Ce petit intermède est à comparer avec la recherche des sources et même des réécritures dans l'oeuvre de Rimbaud, c'est intellectuellement très intéressant pour ce qui est de l'étude du dynamisme créateur chez les génies, sachant que nous explorons un secteur à la limite du plagiat.

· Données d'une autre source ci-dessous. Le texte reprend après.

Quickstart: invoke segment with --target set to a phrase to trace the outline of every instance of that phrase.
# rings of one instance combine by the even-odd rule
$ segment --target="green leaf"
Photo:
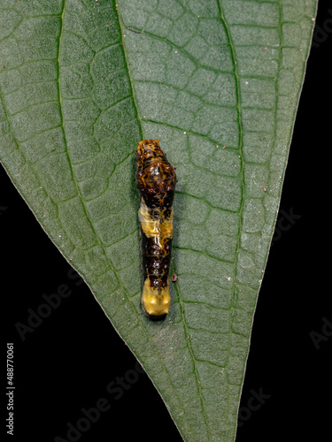
[[[316,6],[1,2],[2,163],[186,441],[235,439]],[[179,179],[164,322],[140,308],[133,154],[147,138]]]

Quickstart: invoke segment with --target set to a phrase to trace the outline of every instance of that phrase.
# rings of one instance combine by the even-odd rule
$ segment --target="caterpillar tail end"
[[[171,305],[168,286],[158,290],[158,287],[151,286],[149,278],[145,279],[141,302],[143,311],[148,317],[164,319]]]

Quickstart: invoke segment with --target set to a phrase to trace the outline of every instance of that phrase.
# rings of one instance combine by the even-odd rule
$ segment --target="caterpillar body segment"
[[[168,313],[176,175],[161,150],[159,140],[140,141],[136,149],[136,183],[141,192],[138,217],[142,237],[143,288],[142,308],[151,318]]]

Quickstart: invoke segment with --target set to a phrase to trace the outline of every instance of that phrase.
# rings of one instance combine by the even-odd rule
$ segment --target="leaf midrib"
[[[75,187],[76,187],[76,192],[77,192],[77,196],[79,197],[81,204],[82,204],[82,207],[83,207],[83,210],[84,210],[84,213],[85,213],[85,216],[87,217],[87,220],[90,225],[90,228],[92,230],[92,232],[94,232],[95,236],[96,236],[96,239],[98,241],[98,244],[99,246],[101,247],[102,250],[103,250],[103,253],[104,253],[104,255],[107,261],[107,263],[109,263],[109,265],[112,269],[112,271],[113,271],[114,275],[116,276],[116,278],[117,278],[117,281],[119,283],[119,286],[121,287],[121,289],[123,290],[123,293],[125,294],[126,298],[127,298],[127,301],[128,303],[132,304],[133,305],[133,301],[131,301],[130,297],[128,296],[127,293],[127,290],[126,288],[124,287],[123,286],[123,283],[122,281],[118,277],[118,274],[117,274],[117,271],[114,268],[114,265],[113,263],[112,263],[111,259],[107,256],[106,253],[105,253],[105,249],[104,249],[104,247],[99,238],[99,235],[97,233],[94,226],[93,226],[93,224],[89,217],[89,214],[87,212],[87,210],[86,210],[86,206],[85,206],[85,202],[84,202],[84,200],[81,196],[81,194],[80,192],[80,188],[79,188],[79,186],[78,186],[78,183],[76,181],[76,179],[75,179],[75,176],[74,176],[74,173],[73,173],[73,167],[72,167],[72,163],[71,163],[71,158],[70,158],[70,154],[69,154],[69,149],[68,149],[68,146],[67,146],[67,141],[66,141],[66,132],[65,132],[65,126],[64,126],[64,118],[63,118],[63,105],[62,105],[62,95],[61,95],[61,86],[60,86],[60,47],[61,47],[61,37],[62,37],[62,34],[63,34],[63,32],[64,32],[64,28],[63,28],[63,26],[64,26],[64,16],[65,16],[65,11],[66,11],[66,0],[64,0],[64,4],[63,4],[63,10],[62,10],[62,13],[60,15],[60,19],[61,19],[61,29],[60,29],[60,34],[59,34],[59,37],[58,37],[58,95],[59,95],[59,105],[60,105],[60,114],[61,114],[61,127],[62,127],[62,131],[63,131],[63,133],[64,133],[64,141],[65,141],[65,147],[66,147],[66,156],[68,158],[68,163],[69,163],[69,167],[70,167],[70,171],[71,171],[71,175],[73,177],[73,180],[74,182],[74,185],[75,185]],[[118,14],[118,17],[119,17],[119,14]],[[122,40],[122,33],[120,31],[120,40]],[[120,44],[122,42],[122,48],[124,48],[124,44],[123,44],[123,40],[122,42],[120,42]],[[127,65],[127,57],[126,57],[126,53],[125,53],[125,50],[123,50],[124,54],[125,54],[125,59],[126,59],[126,65],[127,65],[127,74],[129,76],[129,69],[128,69],[128,65]],[[130,76],[129,76],[130,78]],[[130,83],[131,85],[131,83]],[[131,87],[131,86],[130,86]],[[136,104],[136,102],[135,102],[135,94],[134,94],[134,90],[131,87],[131,91],[132,91],[132,96],[133,96],[133,100],[134,100],[134,103],[135,103],[135,107],[136,109],[136,112],[137,112],[137,116],[139,116],[139,112],[138,112],[138,109],[137,109],[137,104]],[[139,118],[139,128],[140,128],[140,133],[141,133],[141,136],[142,136],[142,126],[141,126],[141,119]],[[116,168],[116,167],[115,167]],[[114,168],[114,170],[115,170]],[[73,263],[70,263],[70,264],[73,266]],[[77,270],[77,269],[76,269]],[[79,270],[78,270],[79,271]],[[133,310],[135,311],[135,315],[137,318],[137,323],[139,324],[139,320],[140,320],[140,316],[138,315],[138,312],[136,310],[136,309],[135,308],[135,306],[133,305]],[[157,356],[157,358],[159,360],[159,362],[160,362],[160,365],[164,368],[164,371],[166,373],[166,375],[167,376],[167,378],[168,378],[168,381],[169,381],[169,385],[171,385],[171,388],[174,392],[174,397],[177,398],[178,400],[178,402],[179,404],[181,404],[181,407],[182,407],[182,403],[181,401],[180,400],[178,395],[176,394],[176,390],[174,389],[174,385],[173,385],[173,383],[172,383],[172,380],[171,380],[171,377],[168,373],[168,370],[166,370],[166,367],[165,365],[165,362],[163,362],[163,360],[160,358],[158,351],[157,351],[157,348],[156,348],[156,345],[155,343],[153,342],[150,333],[148,332],[148,330],[146,328],[146,326],[144,325],[143,322],[141,322],[141,325],[142,325],[142,329],[143,330],[144,332],[144,334],[145,336],[147,337],[147,339],[150,341],[151,343],[151,347],[154,349],[154,353]],[[130,347],[129,347],[130,348]],[[130,350],[133,352],[133,350],[130,348]],[[134,352],[133,352],[134,354]],[[137,357],[136,354],[135,354],[135,357]],[[147,373],[148,374],[148,373]],[[148,375],[149,376],[149,375]],[[157,385],[155,385],[157,387]],[[161,396],[161,395],[160,395]],[[162,398],[162,396],[161,396]],[[164,400],[164,399],[162,398],[162,400]],[[168,408],[167,408],[168,409]],[[183,407],[182,407],[182,410],[183,410]],[[184,418],[187,420],[188,422],[188,418],[187,418],[187,415],[185,413],[183,413],[184,415]],[[188,423],[188,427],[190,428],[190,425]],[[181,432],[180,431],[180,428],[178,428],[179,431]]]

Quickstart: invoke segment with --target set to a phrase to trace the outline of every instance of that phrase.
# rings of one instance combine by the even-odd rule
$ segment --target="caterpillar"
[[[141,226],[143,287],[141,304],[152,318],[168,313],[176,175],[159,147],[159,140],[140,141],[136,149],[136,184],[141,194],[138,218]]]

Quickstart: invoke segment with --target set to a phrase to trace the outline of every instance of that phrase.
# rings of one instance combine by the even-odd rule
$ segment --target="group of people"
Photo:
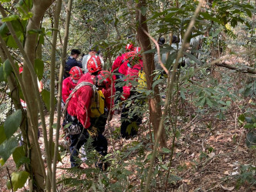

Je pourrais songer à une étude similaire dans le domaine du cinéma, mais je ne suis pas encore au point pour en parler. Je pense à Luis Bunuel, l'un des plus grands réalisateurs de cinéma que je connaisse. Impossible de dire qui de Bunuel ou de Dali a eu toutes ces idées géniales du film surréaliste Un chien andalou. Pour des raisons politiques, Bunuel n'a réalisé que trois courts ou moyens métrages au début des années trente (Un chien andalou, L'Âge d'or, Terre sans pain (Las Hurdes)), et n'est revenu à la réalisation qu'à la fin des années quarante, avec une suite de films qui même quand ils sont tout public sont époustouflants. Bunuel a une touche naturelle de cinéaste complètement fascinante. Ces films ne sont pas les perfections absolues d'un Fellini ou d'un Kurosawa, les deux plus grands génies du cinéma selon moi, car Bunuel construit ses films sans se préoccuper de la légende artisitique à laisser, et puis tout à coup on voit des choses saisissantes de fraîcheur et d'invention dans une ou l'autre séquence. Et il ne faut pas se limiter à la célèbre scène du rêve dans "Los Olvidados". J'ai vu Le Grand noceur, Don Quintin l'amer, Susan la perverse, La Montée au ciel, Nazarin, La Fièvre monte à El Pao, Viridiana et quelques autres, et je le trouve vraiment sidérant par instants. Je remarque que dans Los Olvidados le jeune garçon jette un oeuf sur la caméra, ce qui anticipe très clairement la Nouvelle Vague et le cinéma du début des années 60 où l'acteur peut s'adresser directement aux spectateurs. Comme Fellini, Bunuel se moque en des saynètes folles de la comédie des manières catholiques, mais il le fait de manière plus débridée et corrosive. Or, Nazarin m'a l'air de devancer chronologiquement certains aspects de la manière qui s'affirmera celle de Fellin dans les années 60 et 70. Il y a une scène saisissante où les deux folles croient célébrer un miracle qui est à rapprocher du cinéma de Fellini, mais celui-ci à l'époque s'il était déjà au sommet avec Les Vitelloni, Il Bidone ou La Strada qui regorgent déjà de prodiges uniques dans l'histoire du cinéma, celui-ci à l'époque disais-je ne profilait pas encore exactement de la sorte la caricature de l'hybris catholique.